Justo después del 11-S, el 14% pensaba que el islam es más proclive a incitar a la violencia que otras religiones. Nueve años después, la proporción ha crecido al 34%, mientras que el 44% cree que es necesario recortar algunas «libertades civiles» a los musulmanes y el 26% opina que las mezquitas deberían ser vigiladas por las agencias de seguridad. El 60% de los estadounidenses admite que «no sabe nada» o «sabe muy poco» de la religión musulmana, frente al 2% que afirma que conoce a fondo el islam.

Hasta hace poco, los 2,5 millones de musulmanes del país (menos del 1% de la población) admitían sentirse más «libres y seguros» en Estados Unidos que en ningún otro país occidental. La polémica desatada en Francia (con la prohibición del burka) o Suiza (contra la construcción de minaretes) resultaba del todo ajena a la sociedad norteamericana hasta hace apenas unos meses. El número de mezquitas se había disparado incluso en los últimos nueve años: de las 1.200 que había antes del 11-S a las 1.900 de ahora.

Los expertos no se ponen de acuerdo a la hora de explicar el reciente brote de islamofobia, que se llevaba larvando desde tiempo antes del proyecto de construcción de la mezquita a dos manzanas de la Zona Cero (que fue anunciada a finales de 2009 y no provocó grandes titulares hasta hace un par de meses). Incidentes como el del mayor Nidal Hasan autor del tiroteo en la base de Fort Hood en Texas o el atentado frustrado de Times Square han exacerbado sin duda los ánimos de los estadounidenses. Aunque el factor que más ha contribuido ha sido quizás la polarización de la política y la decisión de destacadas figuras del Tea Party de sacar todo el partido posible de la polémica en la antesala de las elecciones de noviembre.

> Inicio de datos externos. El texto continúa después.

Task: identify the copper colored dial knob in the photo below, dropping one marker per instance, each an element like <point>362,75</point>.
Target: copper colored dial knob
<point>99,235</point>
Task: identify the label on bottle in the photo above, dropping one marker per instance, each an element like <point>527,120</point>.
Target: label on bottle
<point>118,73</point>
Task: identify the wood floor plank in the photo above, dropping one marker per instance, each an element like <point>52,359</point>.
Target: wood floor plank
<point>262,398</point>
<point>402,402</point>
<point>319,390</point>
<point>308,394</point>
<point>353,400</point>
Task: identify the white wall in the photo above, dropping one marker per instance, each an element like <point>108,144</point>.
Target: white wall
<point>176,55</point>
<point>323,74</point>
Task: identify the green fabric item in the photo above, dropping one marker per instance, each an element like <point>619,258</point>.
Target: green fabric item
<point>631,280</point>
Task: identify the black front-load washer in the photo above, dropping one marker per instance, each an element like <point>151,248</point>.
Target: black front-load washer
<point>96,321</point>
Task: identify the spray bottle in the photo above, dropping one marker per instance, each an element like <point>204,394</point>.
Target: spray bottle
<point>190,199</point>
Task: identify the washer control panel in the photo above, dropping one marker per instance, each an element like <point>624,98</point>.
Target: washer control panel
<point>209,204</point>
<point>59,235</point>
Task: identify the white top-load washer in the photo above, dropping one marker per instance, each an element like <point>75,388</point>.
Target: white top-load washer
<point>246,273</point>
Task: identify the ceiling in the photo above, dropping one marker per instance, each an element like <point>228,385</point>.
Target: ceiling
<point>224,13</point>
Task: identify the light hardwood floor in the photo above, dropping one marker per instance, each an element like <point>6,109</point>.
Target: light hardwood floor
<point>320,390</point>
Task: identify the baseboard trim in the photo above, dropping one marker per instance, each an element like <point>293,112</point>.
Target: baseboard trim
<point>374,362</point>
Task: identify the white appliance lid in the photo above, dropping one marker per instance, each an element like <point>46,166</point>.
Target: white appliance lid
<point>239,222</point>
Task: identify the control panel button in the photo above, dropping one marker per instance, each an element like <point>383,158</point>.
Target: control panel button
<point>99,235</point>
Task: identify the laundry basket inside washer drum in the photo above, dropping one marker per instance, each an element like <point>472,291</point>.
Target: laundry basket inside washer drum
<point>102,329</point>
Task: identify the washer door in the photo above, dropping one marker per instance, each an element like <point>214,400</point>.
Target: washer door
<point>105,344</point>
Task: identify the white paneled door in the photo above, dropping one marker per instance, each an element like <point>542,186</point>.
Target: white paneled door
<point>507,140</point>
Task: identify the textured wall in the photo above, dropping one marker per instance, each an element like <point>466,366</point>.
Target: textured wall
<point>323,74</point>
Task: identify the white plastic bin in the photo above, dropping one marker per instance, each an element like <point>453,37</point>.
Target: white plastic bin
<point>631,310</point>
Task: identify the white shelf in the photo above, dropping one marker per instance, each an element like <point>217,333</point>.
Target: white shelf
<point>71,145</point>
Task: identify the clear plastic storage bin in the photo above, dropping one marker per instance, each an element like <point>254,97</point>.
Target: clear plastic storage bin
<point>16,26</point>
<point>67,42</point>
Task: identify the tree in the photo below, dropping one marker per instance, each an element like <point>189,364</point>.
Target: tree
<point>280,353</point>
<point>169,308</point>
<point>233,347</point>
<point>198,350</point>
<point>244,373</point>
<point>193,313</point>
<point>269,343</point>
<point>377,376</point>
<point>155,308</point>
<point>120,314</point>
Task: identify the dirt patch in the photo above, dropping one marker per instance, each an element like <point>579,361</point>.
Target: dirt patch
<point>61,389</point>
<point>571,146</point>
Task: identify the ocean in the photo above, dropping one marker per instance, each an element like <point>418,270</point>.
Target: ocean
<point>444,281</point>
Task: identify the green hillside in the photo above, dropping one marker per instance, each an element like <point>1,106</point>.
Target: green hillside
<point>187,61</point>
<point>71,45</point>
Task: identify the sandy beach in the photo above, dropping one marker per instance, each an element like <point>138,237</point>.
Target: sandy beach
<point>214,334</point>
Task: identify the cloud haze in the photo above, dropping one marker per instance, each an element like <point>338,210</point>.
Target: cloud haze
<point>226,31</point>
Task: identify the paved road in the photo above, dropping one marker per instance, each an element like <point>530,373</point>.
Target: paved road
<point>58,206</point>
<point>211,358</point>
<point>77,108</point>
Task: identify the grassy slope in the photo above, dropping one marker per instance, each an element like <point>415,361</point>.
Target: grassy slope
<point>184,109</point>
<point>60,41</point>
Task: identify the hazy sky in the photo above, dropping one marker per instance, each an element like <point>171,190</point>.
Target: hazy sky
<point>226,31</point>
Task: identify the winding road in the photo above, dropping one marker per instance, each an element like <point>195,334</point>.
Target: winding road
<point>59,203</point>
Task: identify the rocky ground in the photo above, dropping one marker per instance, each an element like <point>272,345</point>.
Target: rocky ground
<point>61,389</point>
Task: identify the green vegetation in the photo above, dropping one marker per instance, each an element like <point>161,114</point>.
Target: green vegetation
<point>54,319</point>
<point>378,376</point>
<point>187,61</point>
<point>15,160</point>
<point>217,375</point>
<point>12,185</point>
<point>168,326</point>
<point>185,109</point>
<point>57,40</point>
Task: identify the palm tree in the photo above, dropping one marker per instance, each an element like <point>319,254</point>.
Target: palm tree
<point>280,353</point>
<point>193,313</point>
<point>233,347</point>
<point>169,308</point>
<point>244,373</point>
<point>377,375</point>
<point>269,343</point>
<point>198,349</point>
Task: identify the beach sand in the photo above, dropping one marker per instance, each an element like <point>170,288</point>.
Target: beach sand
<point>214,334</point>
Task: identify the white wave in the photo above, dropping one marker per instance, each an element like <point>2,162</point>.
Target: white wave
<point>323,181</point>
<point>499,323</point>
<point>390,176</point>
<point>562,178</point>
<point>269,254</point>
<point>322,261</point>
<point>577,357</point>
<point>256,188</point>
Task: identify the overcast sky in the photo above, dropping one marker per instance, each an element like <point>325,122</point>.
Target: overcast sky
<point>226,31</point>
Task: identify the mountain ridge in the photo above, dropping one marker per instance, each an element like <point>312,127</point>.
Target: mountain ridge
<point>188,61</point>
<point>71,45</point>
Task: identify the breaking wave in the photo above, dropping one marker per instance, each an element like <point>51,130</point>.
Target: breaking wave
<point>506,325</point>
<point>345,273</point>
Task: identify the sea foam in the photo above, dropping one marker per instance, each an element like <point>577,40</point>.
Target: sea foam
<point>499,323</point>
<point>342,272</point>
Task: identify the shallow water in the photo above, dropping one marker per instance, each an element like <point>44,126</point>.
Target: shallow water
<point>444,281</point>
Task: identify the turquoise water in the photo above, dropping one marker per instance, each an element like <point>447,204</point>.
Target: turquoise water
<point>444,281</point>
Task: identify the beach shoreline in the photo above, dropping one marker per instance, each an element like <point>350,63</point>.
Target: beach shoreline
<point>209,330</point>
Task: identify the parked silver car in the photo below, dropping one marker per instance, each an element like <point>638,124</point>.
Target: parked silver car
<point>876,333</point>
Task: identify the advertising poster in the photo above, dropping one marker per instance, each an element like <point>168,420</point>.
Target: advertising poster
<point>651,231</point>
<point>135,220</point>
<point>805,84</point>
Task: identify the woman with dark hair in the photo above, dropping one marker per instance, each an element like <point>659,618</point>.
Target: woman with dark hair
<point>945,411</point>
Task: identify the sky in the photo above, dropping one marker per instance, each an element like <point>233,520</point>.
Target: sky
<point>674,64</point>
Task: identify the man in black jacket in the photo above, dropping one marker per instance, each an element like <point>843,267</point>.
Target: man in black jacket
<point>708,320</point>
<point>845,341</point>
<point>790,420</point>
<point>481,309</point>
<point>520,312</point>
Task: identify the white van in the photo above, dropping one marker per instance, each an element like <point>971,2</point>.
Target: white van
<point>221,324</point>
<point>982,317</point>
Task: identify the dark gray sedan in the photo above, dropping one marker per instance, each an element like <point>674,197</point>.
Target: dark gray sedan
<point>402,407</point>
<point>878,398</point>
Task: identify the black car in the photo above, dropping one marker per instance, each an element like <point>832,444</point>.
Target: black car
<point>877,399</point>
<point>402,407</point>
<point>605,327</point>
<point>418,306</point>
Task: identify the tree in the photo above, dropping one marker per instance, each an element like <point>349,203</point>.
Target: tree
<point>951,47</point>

Destacados líderes republicanos se han apuntado a la polémica, atizada aún más con la farsa de la quema del Corán, a la que tanto han contribuido los medios. El sondeo más concluyente es el que ha publicado el Pew Research Center, que ha detectado un cambio sustancial en los últimos cinco años. En julio de 2005, el 41% de los norteamericanos veía favorablemente el islam. Hoy por hoy, tan sólo el 30% se apunta al casillero de «favorable», frente al 38% que tiene una visión negativa.

«Podemos decir claramente que las actitudes de los estadounidenses ante el islam son menos positivas de lo que eran después del 11-S», señala Alan Cooperland, director del investigación del Pew Center, que destaca la labor de Bush visitando una mezquita y recordando que la «guerra» no era contra el islam.